Nothofagus obliqua reaches a height of 50 meters (175 ft) and 2 m (6.5 ft) diameter.

The trunk has greyish-brown to dark brown bark and is often forked. The leaves are alternate and somewhat curled between the veins and the serrated margin. The trees bear separate male and female flowers, both of which are small, surrounded by green bracts, and rather inconspicuous.

In Chile, young specimens (which have soft, yellowish wood) are known as roble hualle, while old trees, which have developed the reddish heartwood characteristic of mature specimens are known as roble pellín. The tree has a good shape and its timber is valued for its durability, being used for furniture-making and in construction.

==Cultivation and uses==
The tree was introduced to the British Isles in 1849. Material with provenance from different places in its natural environment was tested in cultivation in Scotland. Trees cultivated from material collected from Ñuble, which is the provenance closest to the Equator, were the most damaged by frosts. Unfortunately seeds of that provenance were supplied to many commercial growers in the 1970s in the United Kingdom. Seeds sourced from Neuquen in Argentina proved the hardiest. A selection from Malleco, Chile, which is the provenance of the first trees planted in the British Isles also gave good hardiness results. It has also been planted on the North Pacific Coast of the United States.

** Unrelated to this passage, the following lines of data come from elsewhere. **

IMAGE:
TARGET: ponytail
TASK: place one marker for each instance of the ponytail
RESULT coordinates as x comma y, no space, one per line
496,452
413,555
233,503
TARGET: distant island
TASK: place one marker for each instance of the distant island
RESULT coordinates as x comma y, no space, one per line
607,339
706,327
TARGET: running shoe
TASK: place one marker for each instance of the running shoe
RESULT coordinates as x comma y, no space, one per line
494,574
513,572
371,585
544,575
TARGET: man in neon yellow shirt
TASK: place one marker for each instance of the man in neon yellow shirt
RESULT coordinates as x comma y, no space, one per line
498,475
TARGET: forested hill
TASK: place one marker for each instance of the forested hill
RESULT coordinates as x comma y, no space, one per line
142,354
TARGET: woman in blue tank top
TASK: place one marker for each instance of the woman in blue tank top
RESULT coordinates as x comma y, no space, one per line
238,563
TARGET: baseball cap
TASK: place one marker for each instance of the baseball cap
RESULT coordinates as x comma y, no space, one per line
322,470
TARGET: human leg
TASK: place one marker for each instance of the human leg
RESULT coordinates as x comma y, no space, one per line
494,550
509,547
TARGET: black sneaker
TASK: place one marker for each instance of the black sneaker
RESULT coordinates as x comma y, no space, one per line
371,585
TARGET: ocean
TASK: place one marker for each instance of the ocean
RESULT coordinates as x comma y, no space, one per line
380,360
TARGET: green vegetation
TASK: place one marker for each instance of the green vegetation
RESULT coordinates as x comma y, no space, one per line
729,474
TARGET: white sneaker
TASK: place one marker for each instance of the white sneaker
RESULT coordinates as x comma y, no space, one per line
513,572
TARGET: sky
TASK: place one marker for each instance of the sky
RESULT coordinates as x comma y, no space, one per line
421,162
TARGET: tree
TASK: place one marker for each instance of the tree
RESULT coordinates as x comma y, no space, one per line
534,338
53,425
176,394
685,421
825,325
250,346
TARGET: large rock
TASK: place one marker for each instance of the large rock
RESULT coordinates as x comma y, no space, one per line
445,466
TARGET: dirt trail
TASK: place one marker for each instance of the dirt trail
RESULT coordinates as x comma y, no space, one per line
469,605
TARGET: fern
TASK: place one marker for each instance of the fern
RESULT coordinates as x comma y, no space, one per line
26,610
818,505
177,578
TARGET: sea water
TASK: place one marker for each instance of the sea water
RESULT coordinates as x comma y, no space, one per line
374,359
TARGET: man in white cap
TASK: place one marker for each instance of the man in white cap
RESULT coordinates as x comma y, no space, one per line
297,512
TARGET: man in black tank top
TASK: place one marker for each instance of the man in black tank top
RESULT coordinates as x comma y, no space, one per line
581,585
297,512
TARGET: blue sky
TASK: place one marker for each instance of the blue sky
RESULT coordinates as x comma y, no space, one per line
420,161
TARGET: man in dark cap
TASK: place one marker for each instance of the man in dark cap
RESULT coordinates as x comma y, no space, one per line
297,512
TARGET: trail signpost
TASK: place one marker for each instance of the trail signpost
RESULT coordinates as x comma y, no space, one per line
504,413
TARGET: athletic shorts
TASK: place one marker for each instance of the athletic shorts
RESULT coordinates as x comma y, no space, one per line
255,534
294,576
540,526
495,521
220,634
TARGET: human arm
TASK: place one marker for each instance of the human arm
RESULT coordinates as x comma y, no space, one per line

Experimental plantations established in Wales suffered severe damage during the 1981–1982 cold wave that swept through Britain.

==Subspecies==
There are two recognised subspecies of N. obliqua. These are:
- Nothofagus obliqua subsp. andina (F.M.Vazquez & R.A.Rodr.)
- Nothofagus obliqua subsp. valdiviana (Phil.) Heenan & Smissen.
Nothofagus macrocarpa was once also considered a subspecies, as Fagus obliqua var. macrocarpa.

==Hybrids==
- Nothofagus obliqua hybridises with Nothofagus alpina to form the hybrid species Nothofagus × dodecaphleps., and with Nothofagus glauca to create the interspecific hybrid Nothofagus × leoni.